Nuclear power station
- Reactor type: PWR
- Reactor supplier: Westinghouse
- Cooling source: Squaw Creek Reservoir
- Thermal capacity: 2 × 3612 MW_{th}

Power generation
- Nameplate capacity: 2425 MW
- Capacity factor: 95.1% (2018) 88.40% (lifetime)
- Annual net output: 19,356 GWh (2021)

External links
- Commons: Related media on Commons

= Comanche Peak Nuclear Power Plant =

Nuclear power station in Texas

Comanche Peak Nuclear Power Plant is located in Somervell County, Texas. The nuclear power plant is located 40 mi southwest of Ft. Worth and about 60 mi southwest of Dallas. It relies on nearby Comanche Creek Reservoir for cooling water. The plant has about 1,300 employees and is operated by Luminant Generation, a subsidiary of Vistra Corp.

The Engineer of Record is Gibbs & Hill, Inc. of New York, New York.

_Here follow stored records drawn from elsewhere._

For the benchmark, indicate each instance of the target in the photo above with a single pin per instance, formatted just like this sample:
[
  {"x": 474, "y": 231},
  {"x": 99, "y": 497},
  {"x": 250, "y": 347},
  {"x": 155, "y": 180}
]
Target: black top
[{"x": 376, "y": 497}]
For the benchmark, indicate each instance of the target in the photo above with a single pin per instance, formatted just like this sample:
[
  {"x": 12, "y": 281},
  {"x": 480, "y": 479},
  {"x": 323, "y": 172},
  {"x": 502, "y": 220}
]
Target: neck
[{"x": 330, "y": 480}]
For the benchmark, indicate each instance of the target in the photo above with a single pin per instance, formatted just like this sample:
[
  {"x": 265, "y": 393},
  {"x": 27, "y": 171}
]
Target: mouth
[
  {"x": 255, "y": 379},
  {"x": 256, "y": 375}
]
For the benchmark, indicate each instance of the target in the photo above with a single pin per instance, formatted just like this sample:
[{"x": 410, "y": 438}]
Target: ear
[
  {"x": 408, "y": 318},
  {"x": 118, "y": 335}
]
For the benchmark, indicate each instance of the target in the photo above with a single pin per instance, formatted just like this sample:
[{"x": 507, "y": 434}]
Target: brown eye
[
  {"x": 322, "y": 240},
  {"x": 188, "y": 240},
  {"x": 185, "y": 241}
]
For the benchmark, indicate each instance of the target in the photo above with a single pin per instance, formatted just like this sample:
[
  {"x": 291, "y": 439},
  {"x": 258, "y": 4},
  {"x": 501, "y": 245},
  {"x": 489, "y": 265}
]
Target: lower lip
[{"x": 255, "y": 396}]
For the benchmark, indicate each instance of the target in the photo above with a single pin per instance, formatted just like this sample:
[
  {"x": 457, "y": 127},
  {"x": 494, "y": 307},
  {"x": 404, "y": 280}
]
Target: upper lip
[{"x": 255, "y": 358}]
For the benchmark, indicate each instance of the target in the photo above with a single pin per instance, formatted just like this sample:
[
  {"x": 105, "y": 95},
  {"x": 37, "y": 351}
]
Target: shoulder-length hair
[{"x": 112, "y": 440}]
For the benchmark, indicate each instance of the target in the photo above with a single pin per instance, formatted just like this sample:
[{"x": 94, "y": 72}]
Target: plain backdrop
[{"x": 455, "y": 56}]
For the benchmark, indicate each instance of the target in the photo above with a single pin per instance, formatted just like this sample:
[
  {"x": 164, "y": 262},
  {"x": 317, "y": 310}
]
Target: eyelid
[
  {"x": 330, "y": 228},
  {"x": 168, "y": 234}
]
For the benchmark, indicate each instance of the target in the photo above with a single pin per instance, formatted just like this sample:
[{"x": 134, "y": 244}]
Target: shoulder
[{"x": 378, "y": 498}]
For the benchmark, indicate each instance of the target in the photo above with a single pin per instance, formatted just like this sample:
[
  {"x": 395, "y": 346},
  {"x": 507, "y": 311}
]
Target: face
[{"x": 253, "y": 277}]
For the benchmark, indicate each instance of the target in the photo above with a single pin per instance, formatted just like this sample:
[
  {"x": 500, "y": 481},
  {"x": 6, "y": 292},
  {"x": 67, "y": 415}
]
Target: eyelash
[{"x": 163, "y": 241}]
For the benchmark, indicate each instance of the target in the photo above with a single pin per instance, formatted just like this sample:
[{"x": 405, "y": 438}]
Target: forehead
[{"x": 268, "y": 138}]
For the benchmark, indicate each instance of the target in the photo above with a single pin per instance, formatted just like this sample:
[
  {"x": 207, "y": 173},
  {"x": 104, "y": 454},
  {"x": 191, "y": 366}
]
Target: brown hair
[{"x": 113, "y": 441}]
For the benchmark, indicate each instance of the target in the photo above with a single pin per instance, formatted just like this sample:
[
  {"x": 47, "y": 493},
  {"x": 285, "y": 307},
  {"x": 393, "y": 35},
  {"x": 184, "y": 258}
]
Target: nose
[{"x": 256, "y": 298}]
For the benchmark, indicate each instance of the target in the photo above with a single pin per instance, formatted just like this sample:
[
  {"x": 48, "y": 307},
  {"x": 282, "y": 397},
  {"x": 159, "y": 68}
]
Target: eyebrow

Construction of the two Westinghouse pressurized water reactors began in 1974. Unit 1, originally rated at 1,084 MWe, came online on April 17, 1990. In July 2024, the 40-year operating license, which was valid until February 8, 2030, received an early extension for another 20 years, until 2050. Unit 2, 1,124 MWe, followed on April 6, 1993 and is licensed to operate until 2053. Of the nuclear plants to begin construction prior to 1979, Unit 2 was among the last power reactors to come online in the United States, followed only by Units 1 and 2 at Watts Bar. Vogtle Units 3 & 4 were brought online in 2023 and 2024, respectively.

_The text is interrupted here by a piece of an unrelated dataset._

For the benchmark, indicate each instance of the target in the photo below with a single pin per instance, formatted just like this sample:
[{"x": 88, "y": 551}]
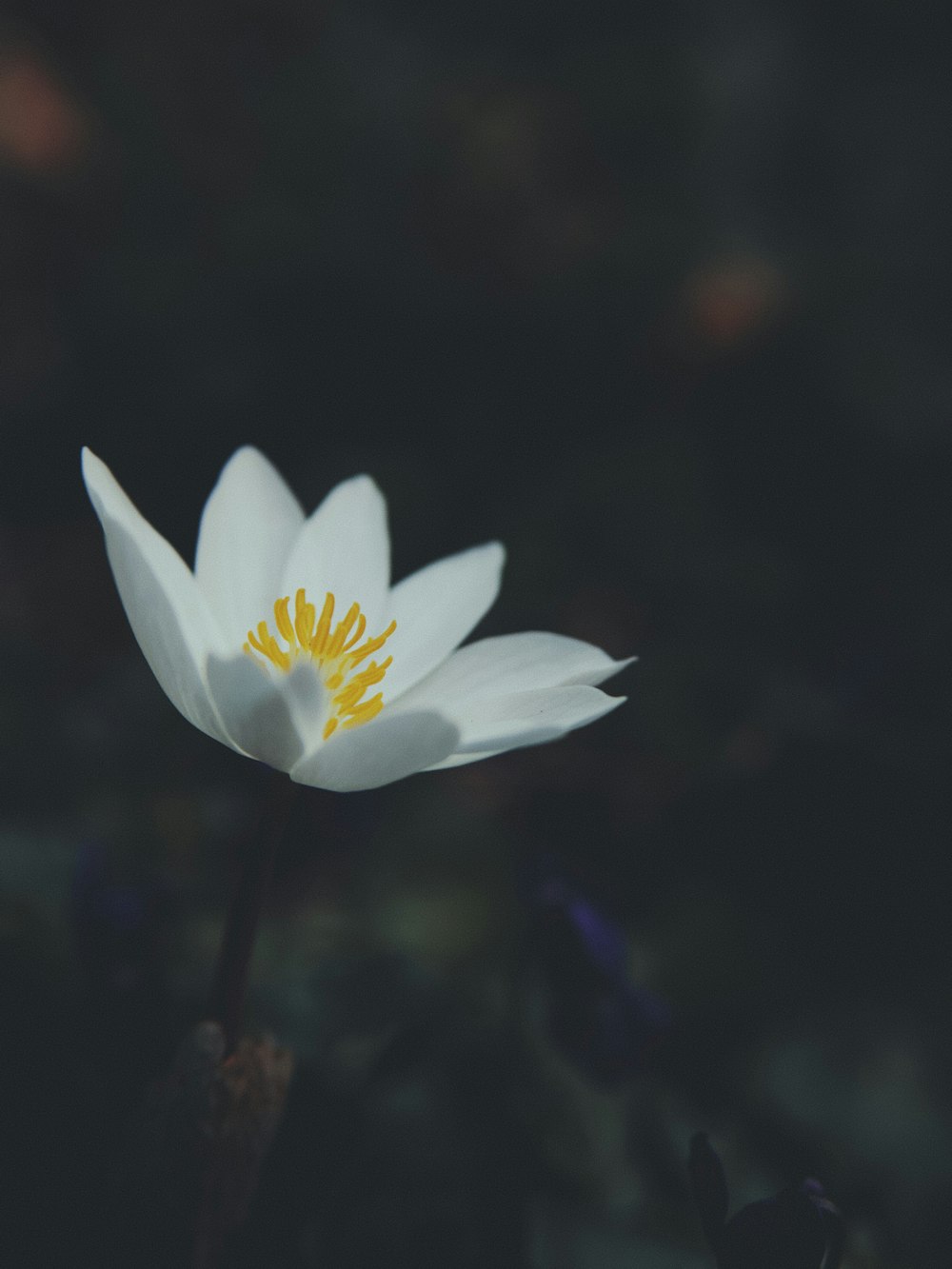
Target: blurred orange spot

In June 2008, the U.S. Nuclear Regulatory Commission (NRC) approved a request to increase the generating capacity of Units 1 and 2 by approximately 4.5% each. Luminant Generation Co. implemented the changes during refueling outages. Unit 1 was uprated in autumn 2008 with a capacity increase of approximately 1,210 to 1,259 MWe and Unit 2, the capacity of which rose from an estimated 1,208 to 1,245 MWe, was uprated in autumn 2009.

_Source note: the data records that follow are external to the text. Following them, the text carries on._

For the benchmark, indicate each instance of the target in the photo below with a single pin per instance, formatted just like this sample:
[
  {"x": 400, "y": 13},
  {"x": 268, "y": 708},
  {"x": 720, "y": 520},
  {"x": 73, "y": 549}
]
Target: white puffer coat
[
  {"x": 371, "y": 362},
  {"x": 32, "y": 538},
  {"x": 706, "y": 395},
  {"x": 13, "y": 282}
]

== Proposed units 3 and 4 ==
On September 19, 2008, Luminant filed an application with the NRC for a Combined Construction and Operating License (COL) for two new reactors. The reactor design selected is the US version of the 1,700 MWe Advanced Pressurized Water Reactor (US-APWR), developed by Mitsubishi Heavy Industries (MHI). The project is a joint venture, with Luminant owning 88 percent and 12 percent owned by MHI. Luminant did not release an estimate of the project's cost, but CEO David Campbell said Luminant would try to build its new reactors at the low end of current industry estimates, which he said range from $2,500 to $6,000 a kilowatt — $8.5 billion to $20.4 billion for a 3,400 MW plant.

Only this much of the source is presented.